Às vezes, tenho a impressão que “os maridos das outras” e “as mulheres dos outros” servem para dizermos, “em português suave”, que as pessoas que escolhemos para ter ao pé de nós se tornam, com o tempo, uma desilusão. Ou, por muito diferentes que sejamos uns dos outros, que os casamentos, um ano depois do outro, se tornam todos iguais. O que faz com que um marido se transforme, muitas vezes, n’“o meu filho mais velho”. Ou que uma mulher se ponha, de forma cansativa, “sempre com as mesmas coisas’. Mas o que mais inquieta nisto, não é tanto a forma resignada com que “os nossos maridos” e “as nossas mulheres” têm, tão amiúde, desabafos como esses. Ou que repitam sempre mais um “Eu já nem digo nada!”, com que se assume uma espécie de rendição, em modo de poupança de energia, com que se evitam discussões. O que mais inquieta, mesmo, é a forma como parece existir uma maioria silenciosa de pessoas infelizes. Que começam por se apaixonar e terminam a desiludir-se. Ou que, com o passar dos anos, assumem, com displicência, que o futuro do amor é a amizade. Mas o que incomoda mais, ainda, é a forma como o amor serve para que as pessoas se acomodem a uma bruma que as gela. Havendo quem chame a isso, de forma minimalista, simplesmente, “rotina”.

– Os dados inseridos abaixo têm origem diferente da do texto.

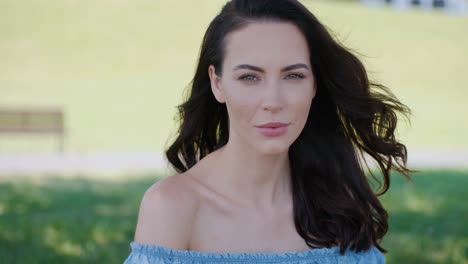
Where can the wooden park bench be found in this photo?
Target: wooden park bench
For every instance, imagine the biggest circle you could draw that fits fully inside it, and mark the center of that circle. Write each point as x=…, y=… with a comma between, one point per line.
x=33, y=121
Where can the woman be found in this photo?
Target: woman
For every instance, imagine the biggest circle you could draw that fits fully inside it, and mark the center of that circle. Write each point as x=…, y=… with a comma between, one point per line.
x=278, y=119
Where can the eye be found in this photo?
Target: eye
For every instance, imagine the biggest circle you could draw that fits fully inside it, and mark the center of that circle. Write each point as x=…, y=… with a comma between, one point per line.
x=295, y=76
x=248, y=77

“Os maridos das outras” e “as mulheres dos outros” são uma forma de assumirmos que “os outros” têm ingredientes que faltam “aos nossos”. Ou, doutra forma, que um casamento empalidece por causa d’ “os outros”. Sempre por causa dos outros! Sendo que “os maridos das outras” e “as mulheres dos outros” nos chamam a atenção para “os outros” que temos em casa. Nunca para nós; claro! É aqui que tudo se vicia. Elogiarmos “os maridos das outras” e “as mulheres dos outros” acaba por ser uma forma de dizermos a quem está connosco: “enxerga-te e aprende com os outros”. Que, por outras palavras, quer dizer que as pessoas de quem gostamos, quando comparadas com “os maridos das outras” e com “as mulheres dos outros” saem a perder. Ora, os casamentos parecem iguais porque, cada um de nós a seu jeito, espera ser mimado sem ser preciso reclamar. Anseia por ser admirado sem que, humildemente, se recrie. Deseja ser desejado sem se dar ao desejo. E reclama por ser entendido mesmo quando faz quase nada para ser empático. Os casamentos tornam-se “iguais” porque nos demitimos de reconhecer que o ingrediente secreto está em nós. Quando, em vez de termos “os maridos das outras” ou “as mulheres dos outros” como referência, deixamos de exigir aos “nossos” (e a nós, também) os ingredientes sem os quais “os maridos das outras” e “as mulheres dos outros” saem sempre a ganhar.